Black students in Unit 5 schools disproportionately represent the majority of those exclusionary disciplinary infractions, she said.

“We know that it's not a matter of simply having more behaviors. There are some systemic things that we can change to support” addressing the disparity, she said, asking. “How do we work at the front end, so that we understand what those behaviors are communicating?” before it reaches those negative-impact discipline levels.

Another subgroup Unit 5 needs to examine is students eligible for special education services, she said.

“How do we ensure that population is representative — and not where there's one particular group who has more access to special education services, and one group who really is missed or has less access,” said Shelvin.

Unit 5 families speak more than 30 languages

Diversity encompasses more than race, said Shelvin, noting that more than 30 languages are spoken among Unit 5 families.

One area of the district’s Equity Action Plan specifically works to improve communication, and encourage participation from the variety of cultures that make up Unit 5 families, and the broader community, she said.

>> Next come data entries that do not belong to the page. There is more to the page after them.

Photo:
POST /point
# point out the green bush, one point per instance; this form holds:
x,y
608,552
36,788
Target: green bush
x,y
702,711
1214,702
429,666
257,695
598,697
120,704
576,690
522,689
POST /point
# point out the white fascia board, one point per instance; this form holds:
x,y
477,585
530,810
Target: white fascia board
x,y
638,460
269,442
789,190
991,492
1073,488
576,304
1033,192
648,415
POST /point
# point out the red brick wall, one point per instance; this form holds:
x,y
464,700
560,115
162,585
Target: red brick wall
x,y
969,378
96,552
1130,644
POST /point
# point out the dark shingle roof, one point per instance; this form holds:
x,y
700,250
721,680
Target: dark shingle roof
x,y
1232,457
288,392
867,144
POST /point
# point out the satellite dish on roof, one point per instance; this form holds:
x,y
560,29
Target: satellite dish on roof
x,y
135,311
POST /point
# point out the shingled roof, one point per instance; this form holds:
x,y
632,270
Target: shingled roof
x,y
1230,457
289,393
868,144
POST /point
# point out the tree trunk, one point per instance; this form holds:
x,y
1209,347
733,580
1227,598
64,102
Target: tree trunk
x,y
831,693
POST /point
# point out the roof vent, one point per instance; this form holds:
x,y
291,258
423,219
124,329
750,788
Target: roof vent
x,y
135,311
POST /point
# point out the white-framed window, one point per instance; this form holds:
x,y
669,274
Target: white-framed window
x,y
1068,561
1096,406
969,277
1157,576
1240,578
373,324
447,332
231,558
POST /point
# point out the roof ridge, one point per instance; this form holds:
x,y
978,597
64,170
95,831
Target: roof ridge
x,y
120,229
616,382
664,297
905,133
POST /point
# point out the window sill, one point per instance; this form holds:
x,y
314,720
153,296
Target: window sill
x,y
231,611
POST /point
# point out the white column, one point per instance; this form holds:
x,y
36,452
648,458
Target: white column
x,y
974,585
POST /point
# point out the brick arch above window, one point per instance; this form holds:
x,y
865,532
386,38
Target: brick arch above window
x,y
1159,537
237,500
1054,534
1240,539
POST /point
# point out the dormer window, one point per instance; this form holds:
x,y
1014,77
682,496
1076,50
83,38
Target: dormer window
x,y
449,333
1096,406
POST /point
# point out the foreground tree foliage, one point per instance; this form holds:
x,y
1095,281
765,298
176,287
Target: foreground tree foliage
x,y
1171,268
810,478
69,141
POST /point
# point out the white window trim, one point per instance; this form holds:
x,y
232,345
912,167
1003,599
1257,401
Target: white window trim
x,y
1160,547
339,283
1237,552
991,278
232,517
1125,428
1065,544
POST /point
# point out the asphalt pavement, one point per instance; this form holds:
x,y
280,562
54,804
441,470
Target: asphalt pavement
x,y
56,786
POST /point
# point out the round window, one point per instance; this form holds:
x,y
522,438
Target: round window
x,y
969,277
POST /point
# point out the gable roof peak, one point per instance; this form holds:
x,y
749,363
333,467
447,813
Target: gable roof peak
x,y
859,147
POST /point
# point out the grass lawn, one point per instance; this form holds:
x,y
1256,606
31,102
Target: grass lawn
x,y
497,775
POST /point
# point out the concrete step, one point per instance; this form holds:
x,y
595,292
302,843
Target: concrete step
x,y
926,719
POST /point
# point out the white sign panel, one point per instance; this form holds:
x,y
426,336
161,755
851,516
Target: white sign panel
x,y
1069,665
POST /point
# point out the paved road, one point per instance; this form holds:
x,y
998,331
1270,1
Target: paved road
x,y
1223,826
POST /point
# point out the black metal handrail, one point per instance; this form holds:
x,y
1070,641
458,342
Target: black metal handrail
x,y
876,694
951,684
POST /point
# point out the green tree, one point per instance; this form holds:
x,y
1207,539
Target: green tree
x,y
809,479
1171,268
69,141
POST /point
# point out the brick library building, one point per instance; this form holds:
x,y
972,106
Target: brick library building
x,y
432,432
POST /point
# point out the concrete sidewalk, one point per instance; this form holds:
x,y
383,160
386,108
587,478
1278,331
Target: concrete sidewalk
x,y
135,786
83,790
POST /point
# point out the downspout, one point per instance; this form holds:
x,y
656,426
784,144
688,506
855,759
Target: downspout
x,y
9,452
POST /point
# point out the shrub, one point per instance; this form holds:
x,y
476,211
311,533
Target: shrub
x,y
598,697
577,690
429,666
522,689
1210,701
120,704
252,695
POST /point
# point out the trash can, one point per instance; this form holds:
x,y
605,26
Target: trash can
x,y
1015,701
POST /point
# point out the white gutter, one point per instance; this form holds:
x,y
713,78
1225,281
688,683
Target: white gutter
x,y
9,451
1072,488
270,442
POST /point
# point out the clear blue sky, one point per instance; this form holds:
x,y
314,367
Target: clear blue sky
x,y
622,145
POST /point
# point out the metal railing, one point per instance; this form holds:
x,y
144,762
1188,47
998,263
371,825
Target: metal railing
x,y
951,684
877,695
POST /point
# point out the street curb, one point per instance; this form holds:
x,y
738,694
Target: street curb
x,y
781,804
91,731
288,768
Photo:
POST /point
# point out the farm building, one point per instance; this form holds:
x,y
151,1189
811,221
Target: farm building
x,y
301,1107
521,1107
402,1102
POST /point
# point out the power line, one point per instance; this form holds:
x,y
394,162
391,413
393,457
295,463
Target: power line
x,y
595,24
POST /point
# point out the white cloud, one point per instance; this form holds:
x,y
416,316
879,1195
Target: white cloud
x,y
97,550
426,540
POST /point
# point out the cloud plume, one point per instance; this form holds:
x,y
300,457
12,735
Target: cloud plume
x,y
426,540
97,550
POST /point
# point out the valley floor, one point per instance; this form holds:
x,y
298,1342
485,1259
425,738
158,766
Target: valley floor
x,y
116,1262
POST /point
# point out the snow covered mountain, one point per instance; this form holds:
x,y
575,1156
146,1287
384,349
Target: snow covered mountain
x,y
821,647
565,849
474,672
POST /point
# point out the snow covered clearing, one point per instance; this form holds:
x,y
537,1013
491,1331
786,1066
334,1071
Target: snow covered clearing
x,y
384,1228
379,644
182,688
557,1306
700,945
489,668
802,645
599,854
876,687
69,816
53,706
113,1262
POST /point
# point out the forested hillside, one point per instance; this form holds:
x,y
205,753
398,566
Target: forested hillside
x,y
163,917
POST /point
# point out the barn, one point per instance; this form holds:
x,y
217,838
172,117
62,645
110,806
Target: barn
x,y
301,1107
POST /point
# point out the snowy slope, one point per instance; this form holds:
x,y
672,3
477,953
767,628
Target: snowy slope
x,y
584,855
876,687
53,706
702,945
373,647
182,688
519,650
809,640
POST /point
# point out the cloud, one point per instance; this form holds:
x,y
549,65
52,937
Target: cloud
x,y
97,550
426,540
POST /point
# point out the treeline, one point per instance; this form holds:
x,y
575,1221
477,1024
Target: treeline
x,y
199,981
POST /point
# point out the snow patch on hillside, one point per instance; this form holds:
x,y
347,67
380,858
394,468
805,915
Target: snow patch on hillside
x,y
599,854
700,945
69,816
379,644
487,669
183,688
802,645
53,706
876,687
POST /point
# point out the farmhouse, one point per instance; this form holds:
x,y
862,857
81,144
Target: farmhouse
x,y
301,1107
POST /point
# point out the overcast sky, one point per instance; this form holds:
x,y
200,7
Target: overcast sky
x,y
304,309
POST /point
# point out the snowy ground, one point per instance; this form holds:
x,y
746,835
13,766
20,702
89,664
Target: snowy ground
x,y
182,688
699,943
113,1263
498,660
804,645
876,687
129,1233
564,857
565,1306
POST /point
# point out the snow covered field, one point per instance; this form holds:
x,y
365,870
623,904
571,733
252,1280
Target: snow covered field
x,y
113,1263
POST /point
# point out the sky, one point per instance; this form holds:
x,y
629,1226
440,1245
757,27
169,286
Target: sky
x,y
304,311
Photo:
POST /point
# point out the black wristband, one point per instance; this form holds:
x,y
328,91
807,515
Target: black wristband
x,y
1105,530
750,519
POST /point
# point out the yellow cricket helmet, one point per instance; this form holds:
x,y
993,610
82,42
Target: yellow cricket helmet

“It really focuses on making sure that communication is two-way. So not only that we are more successful with getting messages out in the family’s preferred language, but also making sure that all of our resources are accessible — so that language is not a barrier."

Elevating those families' concerns also is a goal, she said, explaining that is part of the plan's focus on family/community as agency.

Next steps

The Unit 5 Equity Action Plan plan is an ongoing, yearslong program, Shelvin said. As the district continues to collect data, leadership should respond and react to it, addressing that data.

She told the school board Wednesday that among the District Equity Leadership Team’s next tasks are drafting a diversity statement, training educators in culturally responsive practices, and creating a teen group tied to the Equity Action Plan.

The team also is working to recruit a more diverse Citizens Advisory Council that reflects the diversity of the 12,000-plus students in Unit 5.